Ricorso all’eutanasia in caso di gravi sofferenze psichiatriche: il Belgio non ha violato il diritto alla vita

Nessuna violazione del diritto alla vita. Per la Corte europea dei diritti dell’uomo, che si è pronunciata il 5 ottobre con la sentenza Mortier contro Belgio (ricorso n. 78017/17, AFFAIRE MORTIER c. BELGIQUE (1) ) il quadro legislativo predisposto da Bruxelles e le modalità applicative delle norme interne non sono in contrasto con la Convenzione europea dei diritti dell’uomo. A rivolgersi alla Corte di Strasburgo è stato il figlio di una donna che, malata di depressione cronica da circa 40 anni, aveva deciso di ricorrere all’eutanasia. Il medico della donna aveva attestato i gravi problemi psichiatrici e il responsabile della procedura per l’eutanasia aveva suggerito alla donna di contattare i propri figli. Nel 2012 la paziente si era avvalsa della procedura prevista dalla legge belga in un ospedale pubblico. Il figlio della donna aveva contestato le modalità seguite, ma alcuni documenti non gli erano stati consegnati. Dopo una denuncia penale presentata dall’uomo contro i medici che avevano seguito la madre nel percorso verso l’eutanasia, era stata aperta un’indagine, ma il procuratore aveva deciso l’archiviazione. Di qui il ricorso alla Corte europea.

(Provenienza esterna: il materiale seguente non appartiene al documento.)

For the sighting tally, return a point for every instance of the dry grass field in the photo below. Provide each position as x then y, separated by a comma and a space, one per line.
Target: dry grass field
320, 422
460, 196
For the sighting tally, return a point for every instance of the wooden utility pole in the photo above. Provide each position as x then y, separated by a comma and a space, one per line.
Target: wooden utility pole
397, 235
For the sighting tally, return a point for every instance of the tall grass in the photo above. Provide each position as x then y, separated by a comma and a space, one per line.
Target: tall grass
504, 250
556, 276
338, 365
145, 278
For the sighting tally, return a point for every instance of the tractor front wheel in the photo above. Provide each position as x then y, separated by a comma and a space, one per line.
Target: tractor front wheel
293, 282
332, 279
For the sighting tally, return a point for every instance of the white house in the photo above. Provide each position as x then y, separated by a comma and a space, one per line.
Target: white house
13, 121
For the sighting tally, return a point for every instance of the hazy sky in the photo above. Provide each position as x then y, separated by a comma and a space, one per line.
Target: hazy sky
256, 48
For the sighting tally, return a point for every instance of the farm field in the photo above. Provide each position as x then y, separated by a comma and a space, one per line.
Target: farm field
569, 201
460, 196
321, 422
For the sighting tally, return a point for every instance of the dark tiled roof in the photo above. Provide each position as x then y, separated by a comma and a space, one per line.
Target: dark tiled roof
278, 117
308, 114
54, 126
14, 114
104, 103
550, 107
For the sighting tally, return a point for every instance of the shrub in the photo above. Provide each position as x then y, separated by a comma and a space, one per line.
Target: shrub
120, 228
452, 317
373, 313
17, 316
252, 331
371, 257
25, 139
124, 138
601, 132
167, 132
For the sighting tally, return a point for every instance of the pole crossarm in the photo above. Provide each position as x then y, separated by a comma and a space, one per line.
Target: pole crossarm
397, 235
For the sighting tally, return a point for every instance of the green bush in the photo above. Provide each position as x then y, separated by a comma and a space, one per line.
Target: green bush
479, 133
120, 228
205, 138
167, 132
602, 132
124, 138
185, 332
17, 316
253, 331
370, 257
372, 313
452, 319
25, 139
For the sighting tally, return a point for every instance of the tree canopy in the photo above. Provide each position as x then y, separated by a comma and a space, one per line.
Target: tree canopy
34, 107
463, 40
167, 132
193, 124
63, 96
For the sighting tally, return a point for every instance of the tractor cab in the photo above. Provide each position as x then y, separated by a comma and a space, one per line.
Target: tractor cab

Prima di tutto Strasburgo, ricostruita la giurisprudenza già presente in materia di eutanasia e chiarito il margine di apprezzamento degli Stati per le scelte in materia di fine vita, ha accertato che non vi è stata violazione dell’articolo 2 della Convenzione che assicura il diritto alla vita e ha precisato che la questione dinanzi alla Corte non riguardava in generale la legislazione belga del 28 maggio 2002 in materia di eutanasia, ma unicamente l’applicazione nel caso specifico. Detto questo, ad avviso di Strasburgo, la legislazione belga che ha portato anche alla depenalizzazione dell’eutanasia assicura il rispetto di numerose garanzie sostanziali e procedurali che sono per di più rafforzate, con l’intervento di una pluralità di specialisti, nei casi in cui a decidere di ricorrere all’eutanasia siano persone affette da gravi sofferenze psichiche. Prevista anche la possibilità di attivare controlli giurisdizionali, con la conseguenza che sotto questi profili non vi è stata una violazione del diritto alla vita. Nel caso di specie, inoltre, erano state adottate tutte le misure per accertare la situazione della donna e la gravità del suo stato. 

Un aspetto, tuttavia, non convince la Corte ossia l’applicazione delle regole sul controllo a posteriori richiesto dal figlio per accertare il rispetto del quadro normativo belga. Per i giudici internazionali, infatti, la presenza del medico che aveva praticato l’eutanasia all’interno della Commissione che doveva accertare il rispetto delle regole a seguito dei reclami dell’uomo compromette l’indipendenza stessa della Commissione e, sotto questo profilo, è in contrasto con l’articolo 2 e gli obblighi procedurali previsti. Esclusa invece la violazione dell’articolo 8 che assicura il diritto al rispetto della vita privata e familiare nella parte in cui i medici non avevano contattato il figlio della donna tenendo conto che quest’ultima aveva deciso di non procedere in questo senso.